CHICAGO, Ill. – For the first time, researchers say there’s a real connection between people not getting enough sleep and them craving calorie-packed junk food.
For graduate student Daria Porter, sleep is often in short supply.
“To function, I drink coffee and then during the day, I'll drink tea,” said Porter.
But not getting enough rest can also lead her to making unhealthy choices.
“Sometimes we'll run down here and grab a sweet snack if we're really struggling all of us,” Porter said.
We all crave junk food from time to time, but now scientists say they might know more about how your nose plays an important role in why you reach for that doughnut when you’re tired.
“So, the sense of smell helps us to decide what to eat and what not to eat,” said Thorsten Kahnt, an Assistant Professor of Neurology at Northwestern University’s Feinberg School of Medicine.
Kahnt just completed research looking what happens in the brain when study participants got a normal night’s sleep, versus just four hours, and how that affected their food choices.
“So, when people are sleep deprived, they changed the type of food that they ate,” said Kahnt.

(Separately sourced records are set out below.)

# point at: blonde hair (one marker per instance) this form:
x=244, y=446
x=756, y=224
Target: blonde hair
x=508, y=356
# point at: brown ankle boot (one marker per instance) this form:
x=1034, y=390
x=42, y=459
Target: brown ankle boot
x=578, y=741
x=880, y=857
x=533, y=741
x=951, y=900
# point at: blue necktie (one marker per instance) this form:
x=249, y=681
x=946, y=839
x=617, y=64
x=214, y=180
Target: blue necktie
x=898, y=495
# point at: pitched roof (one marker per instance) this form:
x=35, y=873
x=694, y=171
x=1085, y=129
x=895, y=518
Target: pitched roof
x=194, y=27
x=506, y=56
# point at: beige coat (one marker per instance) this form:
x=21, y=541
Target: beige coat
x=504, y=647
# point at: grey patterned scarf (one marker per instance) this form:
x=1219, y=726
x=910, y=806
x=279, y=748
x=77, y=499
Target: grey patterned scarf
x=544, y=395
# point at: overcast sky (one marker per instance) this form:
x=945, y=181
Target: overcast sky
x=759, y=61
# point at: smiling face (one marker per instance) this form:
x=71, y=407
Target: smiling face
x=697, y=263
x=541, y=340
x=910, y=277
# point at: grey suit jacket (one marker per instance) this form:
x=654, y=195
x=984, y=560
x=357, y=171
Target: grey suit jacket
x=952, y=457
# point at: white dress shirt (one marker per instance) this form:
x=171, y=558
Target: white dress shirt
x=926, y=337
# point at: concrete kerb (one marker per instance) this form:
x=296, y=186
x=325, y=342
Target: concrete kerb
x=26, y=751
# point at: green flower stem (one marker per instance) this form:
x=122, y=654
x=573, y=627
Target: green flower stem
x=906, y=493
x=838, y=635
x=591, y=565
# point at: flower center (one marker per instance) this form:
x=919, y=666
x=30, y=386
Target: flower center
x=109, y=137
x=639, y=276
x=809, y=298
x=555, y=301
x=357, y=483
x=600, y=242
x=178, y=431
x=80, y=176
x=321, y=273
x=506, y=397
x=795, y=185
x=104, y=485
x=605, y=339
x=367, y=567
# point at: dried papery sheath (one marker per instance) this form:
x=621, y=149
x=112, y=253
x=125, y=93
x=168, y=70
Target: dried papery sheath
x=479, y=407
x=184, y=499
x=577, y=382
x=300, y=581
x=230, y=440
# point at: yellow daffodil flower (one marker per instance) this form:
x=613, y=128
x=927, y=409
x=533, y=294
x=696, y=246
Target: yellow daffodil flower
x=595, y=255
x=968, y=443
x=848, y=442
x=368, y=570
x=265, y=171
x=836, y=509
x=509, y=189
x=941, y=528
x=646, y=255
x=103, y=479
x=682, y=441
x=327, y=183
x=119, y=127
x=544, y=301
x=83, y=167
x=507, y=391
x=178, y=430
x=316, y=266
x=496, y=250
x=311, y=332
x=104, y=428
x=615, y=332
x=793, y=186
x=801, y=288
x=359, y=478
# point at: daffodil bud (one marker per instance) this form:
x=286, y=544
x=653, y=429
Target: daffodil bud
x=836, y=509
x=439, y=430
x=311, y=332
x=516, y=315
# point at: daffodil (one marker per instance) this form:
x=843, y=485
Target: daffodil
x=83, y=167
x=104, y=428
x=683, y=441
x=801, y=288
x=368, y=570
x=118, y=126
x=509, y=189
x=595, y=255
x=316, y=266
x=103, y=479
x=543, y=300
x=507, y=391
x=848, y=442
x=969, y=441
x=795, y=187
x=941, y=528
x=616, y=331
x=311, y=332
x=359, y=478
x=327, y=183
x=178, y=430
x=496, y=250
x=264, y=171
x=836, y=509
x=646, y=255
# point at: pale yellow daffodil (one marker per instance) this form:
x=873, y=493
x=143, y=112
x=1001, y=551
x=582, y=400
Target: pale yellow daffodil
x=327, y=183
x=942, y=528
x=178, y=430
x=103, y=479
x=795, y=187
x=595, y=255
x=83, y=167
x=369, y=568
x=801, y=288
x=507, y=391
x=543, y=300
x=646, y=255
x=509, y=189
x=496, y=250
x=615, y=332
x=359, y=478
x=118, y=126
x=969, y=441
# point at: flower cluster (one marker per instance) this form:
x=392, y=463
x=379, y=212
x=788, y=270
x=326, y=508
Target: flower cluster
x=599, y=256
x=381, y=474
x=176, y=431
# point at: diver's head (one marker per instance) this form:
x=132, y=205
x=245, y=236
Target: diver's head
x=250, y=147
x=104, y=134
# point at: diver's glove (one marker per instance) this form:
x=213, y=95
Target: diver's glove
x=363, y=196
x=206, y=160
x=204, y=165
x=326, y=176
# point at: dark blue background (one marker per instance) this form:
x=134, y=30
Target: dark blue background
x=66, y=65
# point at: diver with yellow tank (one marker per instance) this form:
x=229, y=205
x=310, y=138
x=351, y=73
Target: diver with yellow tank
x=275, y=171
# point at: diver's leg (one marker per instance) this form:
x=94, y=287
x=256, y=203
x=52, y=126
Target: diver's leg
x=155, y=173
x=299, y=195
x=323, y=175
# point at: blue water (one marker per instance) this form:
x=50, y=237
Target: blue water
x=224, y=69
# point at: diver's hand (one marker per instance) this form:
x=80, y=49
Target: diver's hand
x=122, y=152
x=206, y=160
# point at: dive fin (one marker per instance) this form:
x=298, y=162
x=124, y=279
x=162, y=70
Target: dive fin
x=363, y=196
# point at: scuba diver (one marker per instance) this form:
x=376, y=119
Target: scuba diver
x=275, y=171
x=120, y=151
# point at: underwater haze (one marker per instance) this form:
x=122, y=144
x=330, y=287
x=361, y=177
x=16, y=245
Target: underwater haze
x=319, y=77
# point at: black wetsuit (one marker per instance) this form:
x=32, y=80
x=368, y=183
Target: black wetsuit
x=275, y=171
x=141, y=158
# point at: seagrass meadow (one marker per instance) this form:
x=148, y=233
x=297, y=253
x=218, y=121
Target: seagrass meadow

The research indicated that when tired, the brain goes into hyperdrive – causing an enhanced response to high fat, calorie dense foods.
“So, they ate food like donuts or chocolate chips that are richer in calories,” said Kahnt.
In addition, scientists scanned people’s neurological responses to food and non-food odors when they were sleep deprived versus being well-rested.
“The part of the brain that responds or processes food or odors in general,” said Kahnt. “That has a stronger response to food and non-food odors when you're sleep deprived.”
The research provides new insights into the biological connection between sleep habits and weight gain. And how understanding that connection can help thwart making bad choices.
Researchers say the best bet is to put that snack down and instead hit the sack. But in the absence of a good night’s rest, they say – lead with your nose, away from temptation.